And although I like reggae music, I do not follow one single Rastafarian tenet.

I also don’t recognize the Summer/Winter Solstices, or celebrate the ascension of ‘Abdu’l-Bahá.

Because, you see, I’m not Jewish or Muslim, pagan or Hindi. I am not Buddhist, or Rastafarian, or an atheist.

I believe with everything that God poured himself over bone and under skin to be born in a humble manger. I believe he came to walk around in flesh, so that he could (a) know what the human condition feels like, and (b) give himself as a living sacrifice for all mankind. Jesus was revolution incarnate.

So, you can see why the birth of that savior is a big deal to Christians.

As a revolutionary thinker,  I just  don’t celebrate the holidays that are not meaningful to me.

I don’t insist that members of other religions alter their icons of celebration so that little crosses are part of their displays.

I don’t ask that they change their traditions to suit my skepticism and faith.

I don’t ask that they homogenize the teachings of their prophets,  so as not to offend my delicate spiritual sensibilities.

I would have no right to insist upon these things – to change an entire religious celebration for ME! Because I am JUST. THAT. SPECIAL.

I wouldn’t think of demanding that they light candles on alternate nights, eat a mid-day meal, or “don’t stop believing” (I couldn’t help it) because those ways are not my ways. How arrogant that would be of me!

But I would defend the traditions of either of those groups, and even of atheists – yes, atheists! I defend their right to NOT celebrate MY religion, it’s tenants, OR it’s holidays. Crazy, right?

It’s kind of the American Way, religious freedom.
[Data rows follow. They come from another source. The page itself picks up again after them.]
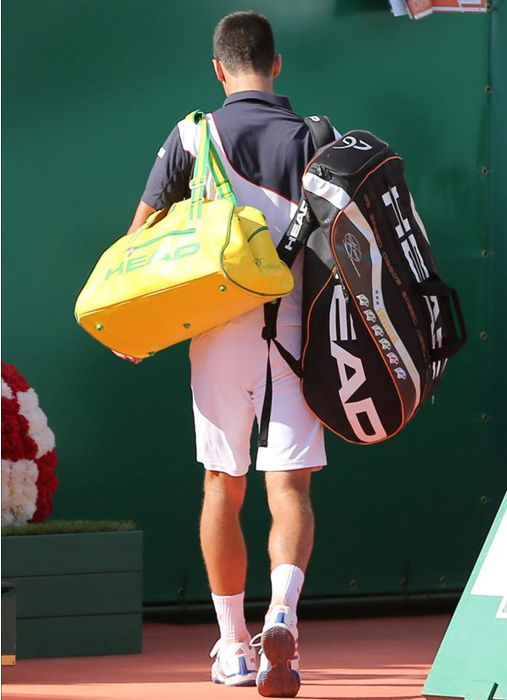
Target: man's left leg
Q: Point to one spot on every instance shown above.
(290, 547)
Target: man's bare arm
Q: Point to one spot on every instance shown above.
(142, 213)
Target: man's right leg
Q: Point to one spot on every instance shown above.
(224, 552)
(222, 542)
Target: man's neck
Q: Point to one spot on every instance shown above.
(248, 81)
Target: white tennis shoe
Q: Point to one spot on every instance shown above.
(278, 674)
(234, 664)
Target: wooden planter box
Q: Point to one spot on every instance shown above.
(77, 594)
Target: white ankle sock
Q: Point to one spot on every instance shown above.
(231, 617)
(286, 584)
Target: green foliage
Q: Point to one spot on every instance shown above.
(60, 527)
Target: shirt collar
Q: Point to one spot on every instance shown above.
(259, 96)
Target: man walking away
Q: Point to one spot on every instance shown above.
(264, 147)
In return for my not imposing my beliefs (or non-beliefs) on you – like I’m doing you a favor there –  I ask that you extend the same to me.

You know, the whole Golden Rule idea. It’s an idea that has roots in Judeo-Christian origin, not that its okay to mention that in polite society.

If Christmas has no meaning to you, don’t celebrate it. But how arrogant of you to ask that those who do change the very definition of the occasion.

If it offends you to be wished a “Merry Christmas,” I feel kind of sad for you. The message of Christ is and was love, and Christmas a celebration of goodwill toward men.

If it pains you to respond, “And Merry Christmas to you,” perhaps you are not as enlightened and tolerant as you fancy yourself.

(My favorite take on giving Christians the courtesy to allow them celebration is written by Ben Stein, himself Jewish. If you’ve never read it, I recommend it highly:  A Ben Stein Christmas.)

If you begrudge Christians the right to celebrate the birth of the savior, all you manage to change in the hearts of Christians is their resolve to keep Christ in Christmas.

You do not – by displaying a hardened, offended  spirit  – change the fact that God came in the form of a human being, changed the course of history one life at a time for over two thousand years now.

You will not change our hearts.

But yours might be.

Would your heart change if you passed along the goodwill that Christians celebrate at Christmas, by not insisting that the single most important event in history to millions of people be watered down to assuage those who don’t believe?

Are you just that special? (Irony: to the God you deny, you are incredibly special.)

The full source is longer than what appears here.